Power Integrations used the Munich Electronica trade fair as a stage to announce its LYTSwitch LED driver IC family. Targeting solid-state lighting (SSL) retrofit lamps, the driver IC utilizes a single-stage architecture yet delivers power-factor correction and constant-current output with support for Triac or phase-cut dimmers.
In many cases, driver IC companies have adopted two strategies to target the retrofit lamp market – using single-stage designs for low-end lamps, and dual-stage designs for high-end lamps that require power factor correction and dimming. Power Integrations vice president of marketing Doug Bailey said, "We believe we can address the high end with one stage. That's what LYTSwitch is designed for."
|Power Integrations LYTSwitch driver IC|
Bailey acknowledged that two-stage designs can remove ripple from the output, but claims that a single stage can be superior in most other ways. He said a single stage eliminates the need for an electrolytic capacitor between stages, is more efficient, and results in a smaller design. Moreover, Bailey said you could still filter the output ripple to the required level with a capacitor on the output.
The company says that the IC can support a power factor greater than 0.95 while delivering total harmonic distortion below 10%. Primary-side regulation delivers constant-current output accurate within +/- 5%.
Retrofit lamp target
The design can be used in a number of retrofit lamp applications. For example, Power Integrations and Cree have developed a reference design for a PAR38 directional retrofit lamp. Apparently that design uses Cree's new CXA multi-emitter LEDs, announced a few weeks ago.
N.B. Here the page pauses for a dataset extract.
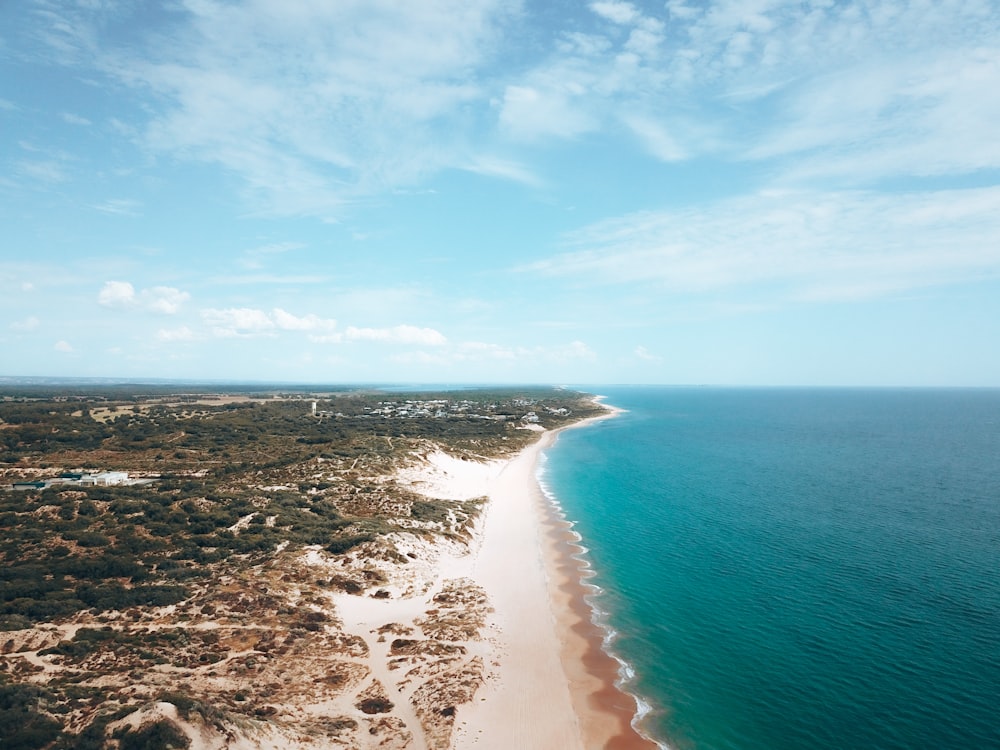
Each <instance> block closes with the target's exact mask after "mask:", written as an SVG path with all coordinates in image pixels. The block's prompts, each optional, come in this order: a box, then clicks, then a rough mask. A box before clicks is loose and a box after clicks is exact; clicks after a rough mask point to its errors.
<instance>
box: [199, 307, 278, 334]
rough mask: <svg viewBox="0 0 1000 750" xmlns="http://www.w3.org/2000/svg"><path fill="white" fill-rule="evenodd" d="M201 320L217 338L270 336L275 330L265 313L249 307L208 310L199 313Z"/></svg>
mask: <svg viewBox="0 0 1000 750" xmlns="http://www.w3.org/2000/svg"><path fill="white" fill-rule="evenodd" d="M201 318H202V320H203V321H204V322H205V324H206V325H207V326H208V327H209V328H210V330H211V331H212V334H213V335H214V336H218V337H219V338H234V337H248V336H264V335H272V334H273V331H274V329H275V328H276V325H275V323H274V321H273V320H271V318H270V316H269V315H268V314H267V313H266V312H264V311H263V310H256V309H253V308H249V307H230V308H226V309H222V310H217V309H215V308H209V309H206V310H202V311H201Z"/></svg>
The reference design is surprisingly light – lighter than a legacy lamp – indicating that the efficient design needed little in the way of heat sinking.
There are elements in the design that target other applications, such as LED-based tubes designed for linear T8 fluorescent retrofit applications. Bailey said that the design team ultimately chose a higher switching frequency of 132 kHz based on T8 demands. The higher frequency means a design can use smaller magnetic components, allowing the driver electronics to fit in the constrained space inside a tube behind an LED light engine.
Like virtually every IC vendor announcing a driver IC these days, Power Integrations claims that its new product works with a broad array of dimmers with smooth transitions and no ill-mannered behavior such as popping on belatedly as a dimmer control is raised. Unfortunately, the SSL industry has no way to rate or compare driver IC dimmer performance.
The LYTSwitch is packaged as a through-hole single inline package (SIP) with prices ranging from $0.70 to $1.60 in high volumes. Bailey said that through-hole printed-circuit-board designs are broadly required in retrofit lamps where other components such as magnetics and capacitors aren't available in surface-mount packages. The IC (pictured nearby) can be mounted vertically or horizontally to the circuit board.